We want to understand how fast operations with Boolean arrays run in numpy.

How does the time needed change when the array gets bigger?

Scenario Under Consideration

Analyze the time complexity of the following code snippet.

import numpy as np

arr = np.random.choice([True, False], size=1000)
result = np.sum(arr)

This code creates a Boolean array and counts how many True values it has.

Identify Repeating Operations

Identify the loops, recursion, array traversals that repeat.

  • Primary operation: Checking each element in the Boolean array to count True values.
  • How many times: Once for every element in the array.
How Execution Grows With Input

As the array gets bigger, the time to count True values grows in a straight line.

Input Size (n)Approx.
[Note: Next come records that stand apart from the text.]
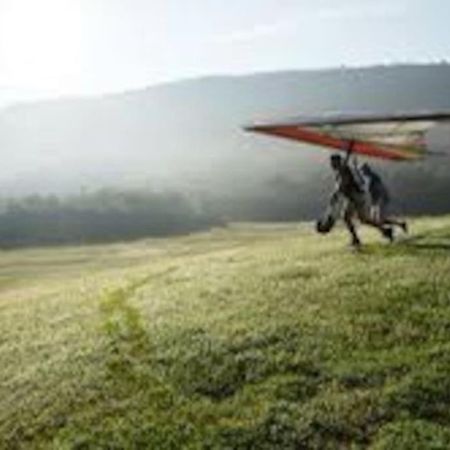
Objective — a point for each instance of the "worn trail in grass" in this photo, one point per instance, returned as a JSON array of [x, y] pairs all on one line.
[[248, 337]]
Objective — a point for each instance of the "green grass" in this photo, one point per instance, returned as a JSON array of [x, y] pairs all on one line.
[[251, 337]]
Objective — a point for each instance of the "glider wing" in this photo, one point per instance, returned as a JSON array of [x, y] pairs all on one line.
[[395, 137]]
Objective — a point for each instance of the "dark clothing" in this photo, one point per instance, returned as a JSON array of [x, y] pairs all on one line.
[[347, 183], [377, 189]]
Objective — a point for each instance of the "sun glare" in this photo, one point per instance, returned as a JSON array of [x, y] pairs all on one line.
[[40, 42]]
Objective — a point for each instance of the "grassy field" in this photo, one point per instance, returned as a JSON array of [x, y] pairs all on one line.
[[250, 337]]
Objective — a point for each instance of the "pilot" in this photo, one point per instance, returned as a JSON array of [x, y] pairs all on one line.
[[355, 200], [380, 198]]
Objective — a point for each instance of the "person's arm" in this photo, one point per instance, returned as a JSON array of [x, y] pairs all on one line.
[[349, 152]]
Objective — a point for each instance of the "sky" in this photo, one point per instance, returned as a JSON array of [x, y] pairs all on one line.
[[52, 48]]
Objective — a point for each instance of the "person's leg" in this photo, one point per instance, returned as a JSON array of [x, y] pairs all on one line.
[[363, 212]]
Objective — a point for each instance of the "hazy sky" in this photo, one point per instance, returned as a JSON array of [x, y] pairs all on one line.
[[66, 47]]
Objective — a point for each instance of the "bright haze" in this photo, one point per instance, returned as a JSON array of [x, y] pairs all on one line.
[[51, 48]]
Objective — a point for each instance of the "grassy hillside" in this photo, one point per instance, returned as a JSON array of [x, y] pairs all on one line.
[[242, 338]]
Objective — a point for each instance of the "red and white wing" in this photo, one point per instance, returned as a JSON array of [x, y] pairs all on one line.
[[394, 137]]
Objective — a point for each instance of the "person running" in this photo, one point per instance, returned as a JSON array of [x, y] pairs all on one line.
[[356, 204], [380, 198]]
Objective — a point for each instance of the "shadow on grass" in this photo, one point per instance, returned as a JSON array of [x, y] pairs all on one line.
[[436, 241]]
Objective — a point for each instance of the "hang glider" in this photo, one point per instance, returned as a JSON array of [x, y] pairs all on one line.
[[399, 137]]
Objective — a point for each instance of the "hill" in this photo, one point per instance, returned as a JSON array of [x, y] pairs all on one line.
[[187, 136], [246, 337]]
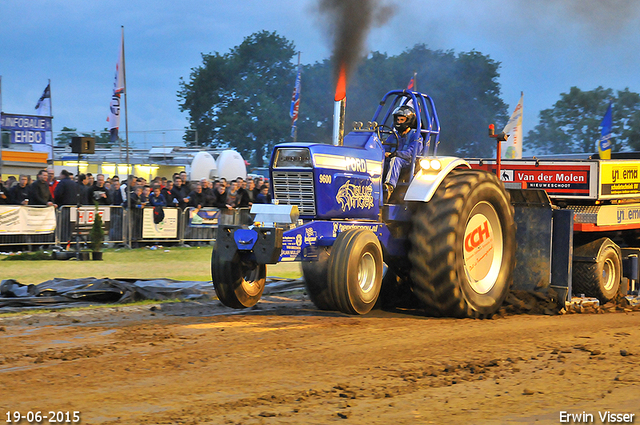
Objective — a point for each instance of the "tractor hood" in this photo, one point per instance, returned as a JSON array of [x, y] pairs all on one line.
[[327, 181]]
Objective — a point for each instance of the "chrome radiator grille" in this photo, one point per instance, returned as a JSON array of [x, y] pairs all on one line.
[[295, 188]]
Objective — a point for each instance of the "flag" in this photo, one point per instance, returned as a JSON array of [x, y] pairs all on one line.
[[295, 103], [604, 144], [43, 107], [513, 129], [118, 89]]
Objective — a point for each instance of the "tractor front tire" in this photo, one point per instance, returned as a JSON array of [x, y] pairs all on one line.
[[463, 246], [315, 280], [354, 275], [238, 284]]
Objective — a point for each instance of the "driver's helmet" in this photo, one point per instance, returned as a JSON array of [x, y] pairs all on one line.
[[409, 113]]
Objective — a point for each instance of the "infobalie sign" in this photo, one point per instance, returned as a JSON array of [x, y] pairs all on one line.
[[26, 128]]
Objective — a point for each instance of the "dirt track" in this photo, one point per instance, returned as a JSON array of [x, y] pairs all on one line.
[[286, 362]]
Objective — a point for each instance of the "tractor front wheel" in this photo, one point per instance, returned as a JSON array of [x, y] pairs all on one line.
[[354, 274], [238, 284]]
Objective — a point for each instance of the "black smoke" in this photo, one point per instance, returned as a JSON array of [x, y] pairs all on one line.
[[348, 23]]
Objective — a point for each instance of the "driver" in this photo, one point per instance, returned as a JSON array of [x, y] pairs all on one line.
[[404, 121]]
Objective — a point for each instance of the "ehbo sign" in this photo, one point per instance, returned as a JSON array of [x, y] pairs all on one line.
[[26, 128]]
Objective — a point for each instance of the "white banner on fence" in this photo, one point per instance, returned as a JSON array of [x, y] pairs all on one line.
[[167, 228], [86, 215], [22, 220]]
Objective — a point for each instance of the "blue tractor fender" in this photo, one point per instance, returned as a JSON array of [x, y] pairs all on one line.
[[432, 172]]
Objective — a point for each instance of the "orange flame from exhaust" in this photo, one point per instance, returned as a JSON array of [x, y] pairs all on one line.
[[341, 87]]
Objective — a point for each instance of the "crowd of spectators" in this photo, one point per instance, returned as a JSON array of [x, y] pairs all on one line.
[[85, 189]]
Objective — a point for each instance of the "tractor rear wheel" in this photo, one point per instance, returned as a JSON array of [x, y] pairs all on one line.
[[315, 280], [354, 275], [597, 270], [463, 246], [238, 284]]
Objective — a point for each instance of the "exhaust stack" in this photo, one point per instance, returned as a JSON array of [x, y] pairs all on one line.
[[339, 107]]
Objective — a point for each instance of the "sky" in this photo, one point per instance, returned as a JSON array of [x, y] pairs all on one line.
[[544, 46]]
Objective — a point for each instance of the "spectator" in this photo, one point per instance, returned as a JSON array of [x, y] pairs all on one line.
[[157, 199], [127, 187], [251, 191], [115, 195], [136, 198], [208, 193], [83, 190], [11, 181], [66, 190], [136, 212], [4, 194], [180, 193], [40, 194], [221, 198], [20, 192], [168, 196], [51, 180], [196, 197], [232, 196], [144, 197], [264, 197], [242, 200], [185, 181], [99, 192], [256, 187]]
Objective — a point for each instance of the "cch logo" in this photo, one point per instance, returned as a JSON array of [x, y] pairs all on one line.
[[475, 238]]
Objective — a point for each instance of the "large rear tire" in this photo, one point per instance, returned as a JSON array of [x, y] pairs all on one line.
[[355, 271], [600, 278], [463, 246], [315, 280], [238, 284]]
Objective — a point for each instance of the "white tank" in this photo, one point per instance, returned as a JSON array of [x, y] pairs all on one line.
[[231, 165], [203, 166]]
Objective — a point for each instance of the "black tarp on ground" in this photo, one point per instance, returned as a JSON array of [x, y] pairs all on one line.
[[93, 290]]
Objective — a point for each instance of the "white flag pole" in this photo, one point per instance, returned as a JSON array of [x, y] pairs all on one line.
[[51, 113], [1, 161], [126, 133]]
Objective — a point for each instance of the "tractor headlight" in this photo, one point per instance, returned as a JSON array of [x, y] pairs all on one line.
[[430, 164]]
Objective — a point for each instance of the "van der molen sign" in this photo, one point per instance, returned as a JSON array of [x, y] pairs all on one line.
[[26, 128]]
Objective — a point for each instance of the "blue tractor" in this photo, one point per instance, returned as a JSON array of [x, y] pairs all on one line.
[[446, 234]]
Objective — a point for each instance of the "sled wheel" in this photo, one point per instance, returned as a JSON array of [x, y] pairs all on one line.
[[600, 278], [315, 280], [354, 275], [238, 284], [463, 246]]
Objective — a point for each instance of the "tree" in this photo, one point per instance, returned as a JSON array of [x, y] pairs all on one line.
[[574, 123], [239, 99], [464, 88]]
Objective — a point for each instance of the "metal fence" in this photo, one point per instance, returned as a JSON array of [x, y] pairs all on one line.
[[123, 227]]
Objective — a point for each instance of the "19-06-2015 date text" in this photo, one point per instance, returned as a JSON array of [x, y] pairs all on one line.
[[40, 417]]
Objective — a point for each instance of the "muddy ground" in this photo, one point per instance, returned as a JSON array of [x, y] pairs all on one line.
[[284, 362]]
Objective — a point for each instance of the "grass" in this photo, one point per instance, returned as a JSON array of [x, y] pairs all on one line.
[[44, 309], [142, 263]]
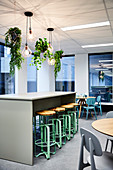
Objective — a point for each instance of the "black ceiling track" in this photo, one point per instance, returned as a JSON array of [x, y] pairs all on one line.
[[28, 14]]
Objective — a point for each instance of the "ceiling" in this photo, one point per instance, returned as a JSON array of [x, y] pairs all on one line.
[[58, 14]]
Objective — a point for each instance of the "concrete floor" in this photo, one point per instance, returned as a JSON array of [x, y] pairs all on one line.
[[65, 158]]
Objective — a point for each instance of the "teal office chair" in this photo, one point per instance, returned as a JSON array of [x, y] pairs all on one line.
[[97, 158], [90, 105], [98, 106], [109, 115]]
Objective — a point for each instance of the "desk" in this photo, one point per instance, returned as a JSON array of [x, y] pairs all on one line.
[[82, 101], [104, 126], [16, 121]]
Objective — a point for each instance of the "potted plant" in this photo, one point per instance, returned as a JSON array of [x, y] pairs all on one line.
[[42, 46], [101, 75], [13, 40], [57, 57]]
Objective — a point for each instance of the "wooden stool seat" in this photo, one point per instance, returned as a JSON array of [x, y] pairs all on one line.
[[74, 104], [46, 113], [58, 109], [67, 106]]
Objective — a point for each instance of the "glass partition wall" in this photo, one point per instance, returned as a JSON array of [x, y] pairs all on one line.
[[65, 80], [101, 76]]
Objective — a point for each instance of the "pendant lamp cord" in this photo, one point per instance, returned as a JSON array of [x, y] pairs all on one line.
[[26, 30], [50, 37], [30, 23]]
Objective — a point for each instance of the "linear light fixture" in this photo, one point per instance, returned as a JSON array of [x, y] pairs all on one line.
[[107, 65], [97, 45], [77, 27], [101, 69], [105, 61]]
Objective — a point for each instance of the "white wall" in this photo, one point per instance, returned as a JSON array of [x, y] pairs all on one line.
[[21, 79], [45, 78], [81, 74]]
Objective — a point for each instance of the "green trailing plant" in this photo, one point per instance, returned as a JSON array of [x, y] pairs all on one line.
[[13, 40], [57, 57], [42, 46], [101, 75]]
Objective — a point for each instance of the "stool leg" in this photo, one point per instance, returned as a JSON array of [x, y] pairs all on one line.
[[42, 136], [69, 127], [60, 134], [64, 129], [48, 143], [77, 121], [34, 135]]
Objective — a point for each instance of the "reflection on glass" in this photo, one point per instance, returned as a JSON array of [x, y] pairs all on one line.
[[65, 80], [7, 82], [31, 76], [100, 76]]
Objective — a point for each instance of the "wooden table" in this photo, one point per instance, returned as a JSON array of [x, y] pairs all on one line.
[[82, 101], [104, 126]]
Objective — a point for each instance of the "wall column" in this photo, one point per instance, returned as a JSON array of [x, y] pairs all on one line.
[[45, 78], [81, 74]]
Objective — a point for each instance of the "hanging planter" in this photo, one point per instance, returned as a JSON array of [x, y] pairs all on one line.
[[101, 75], [43, 52], [57, 57], [13, 40]]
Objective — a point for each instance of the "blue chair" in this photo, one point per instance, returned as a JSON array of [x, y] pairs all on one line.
[[97, 158], [109, 115], [90, 105], [98, 106]]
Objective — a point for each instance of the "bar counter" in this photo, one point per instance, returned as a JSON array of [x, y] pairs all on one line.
[[16, 121]]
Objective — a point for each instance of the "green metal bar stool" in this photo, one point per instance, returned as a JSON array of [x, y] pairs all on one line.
[[68, 120], [75, 114], [46, 140], [60, 126]]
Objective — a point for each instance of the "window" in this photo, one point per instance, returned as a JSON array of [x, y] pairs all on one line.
[[7, 82], [65, 80], [31, 76], [100, 76]]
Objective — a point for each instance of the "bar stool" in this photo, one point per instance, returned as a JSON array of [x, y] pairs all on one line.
[[68, 120], [45, 140], [59, 125], [76, 105]]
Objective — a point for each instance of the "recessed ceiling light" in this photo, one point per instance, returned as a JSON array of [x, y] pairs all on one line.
[[77, 27], [97, 45], [107, 65], [105, 61], [101, 69]]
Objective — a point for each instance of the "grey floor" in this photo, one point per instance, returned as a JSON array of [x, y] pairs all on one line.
[[64, 159]]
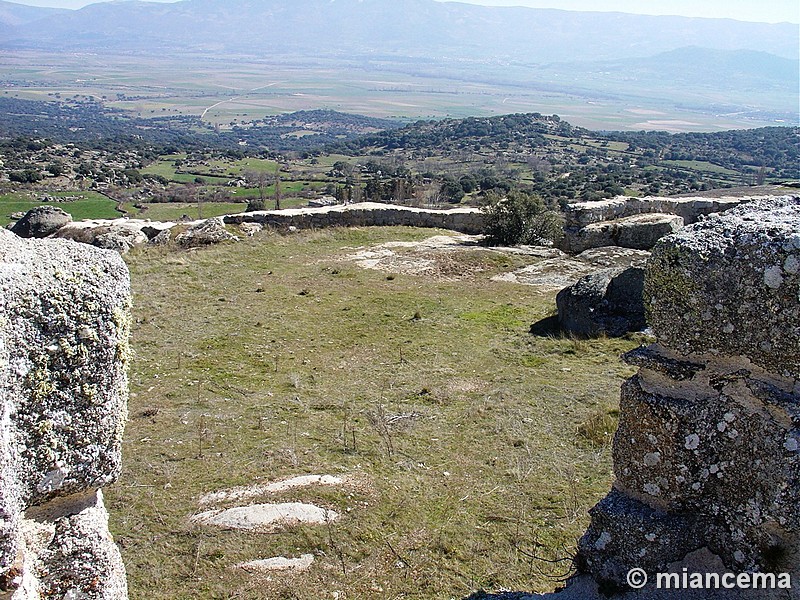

Operations
1010 checks
100100 checks
10001000 checks

Pattern observation: Doubling the array size doubles the work needed.

Final Time Complexity

Time Complexity: O(n)

This means the time grows directly with the number of elements in the array.

Common Mistake

[X] Wrong: "Counting True values is instant and does not depend on array size."

[OK] Correct: The code must check each element once, so bigger arrays take more time.

Interview Connect

Knowing how Boolean operations scale helps you explain performance clearly and shows you understand data handling basics.

Self-Check

"What if we used a numpy function that stops early when a True is found? How would the time complexity change?"